さて、今年はシエナの「コントラーダ」にちなんで、動物とイタリア語をテーマにお便りしています。9月は文化の秋にふさわしく、知恵のシンボルであるフクロウのコントラーダをピックアップしたいと思います。
チヴェッタContrada Priora della Civetta
チヴェッタのコントラーダは、所属しているメンバーの人数も、テリトリーの広さもシエナで最小。けれど、パリオ祭ではコンスタントに勝利を手にしたり、また毎年秋には初物ワインのイベントを開いたりと活発に活動しています。

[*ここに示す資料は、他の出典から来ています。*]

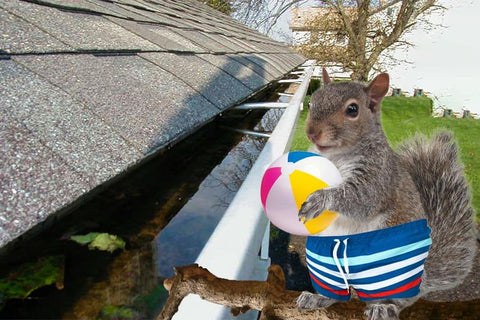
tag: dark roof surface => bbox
[0,0,306,248]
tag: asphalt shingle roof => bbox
[0,0,306,249]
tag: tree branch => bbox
[264,0,308,34]
[368,0,402,16]
[317,0,357,48]
[156,264,363,320]
[157,263,480,320]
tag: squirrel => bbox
[296,68,477,320]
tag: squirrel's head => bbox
[306,68,389,156]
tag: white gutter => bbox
[172,60,315,320]
[234,102,288,110]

イタリア語の「 Civetta (チヴェッタ)」とはフクロウのことで、このコントラーダは名前に違わずフクロウをシンボルに掲げています。赤と黒を基調とした旗には、王冠をかぶったフクロウが鎮座しています。
イタリア語とフクロウ
例えば、フクロウが獲物をおびき寄せる様から、 男性に色目をつかったり、誰かれかまわず媚びを売る女性のことを「 civetta 」と呼ぶことがあります。「 Quella è una civetta(あの女、男に媚びまくりよ)!」といった感じで使われます。似たような表現で「 fare la civetta」や「 civettare」などもあり、こちらは「媚びを売る」という意味があります。

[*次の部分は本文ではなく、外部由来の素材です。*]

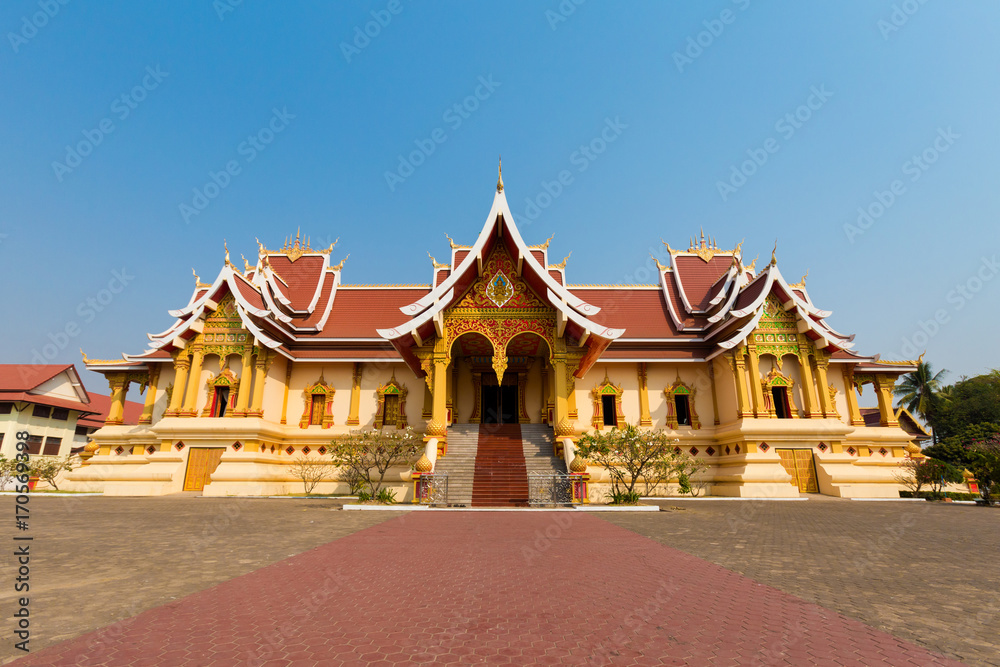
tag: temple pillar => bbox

また、「 occhio di civetta (フクロウの目)」という言うと、そのきれいな黄色い目から「金貨」のことや「プリムローズの花」を指したりします。
ミネルヴァのフクロウ
さて、フクロウは西洋では古くから哲学や知恵を象徴する動物でした。ギリシア神話の女神アテネやローマ神話の知の女神ミネルヴァのシンボルでもあり、現代ギリシアの1ユーロ硬貨には古代ギリシアのコインに刻印されていたフクロウが描かれています。
フクロウが知のシンボルとなった由来は、目とくちばしがギリシア文字の φ のような形をしているからと言われています。この文字は哲学や黄金律のシンボルであり、知の探究や知の調和を表していました。

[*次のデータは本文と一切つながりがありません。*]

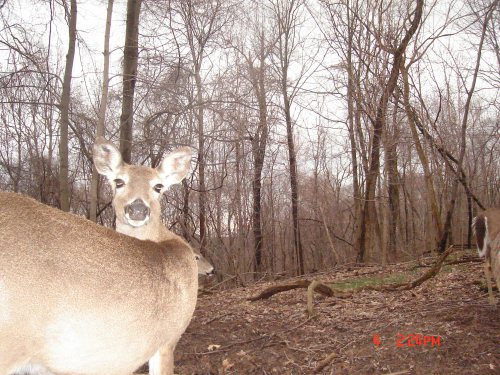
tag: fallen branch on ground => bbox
[248,246,456,301]
[391,245,455,291]
[314,352,338,373]
[247,279,349,301]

18世紀には、ドイツの哲人ヘーゲルが「ミネルヴァのフクロウは黄昏に羽ばたく」ということばを残しています。この文章にはいろいろな解釈がありますが、その中の1つは、「知を象徴するミネルヴァのフクロウ、つまり人間の知恵は、昼ではなく夜に活動するフクロウのように、最盛期を過ぎて歳を重ねてから獲得できるものである」と説明しています。
これからどんどん日が短くなり、夜の長い季節に入ります。フクロウにちなんで夜は本を読んだり、音楽を聴いたりと、秋はいつも以上に文化に親しむ時間ができそうですね。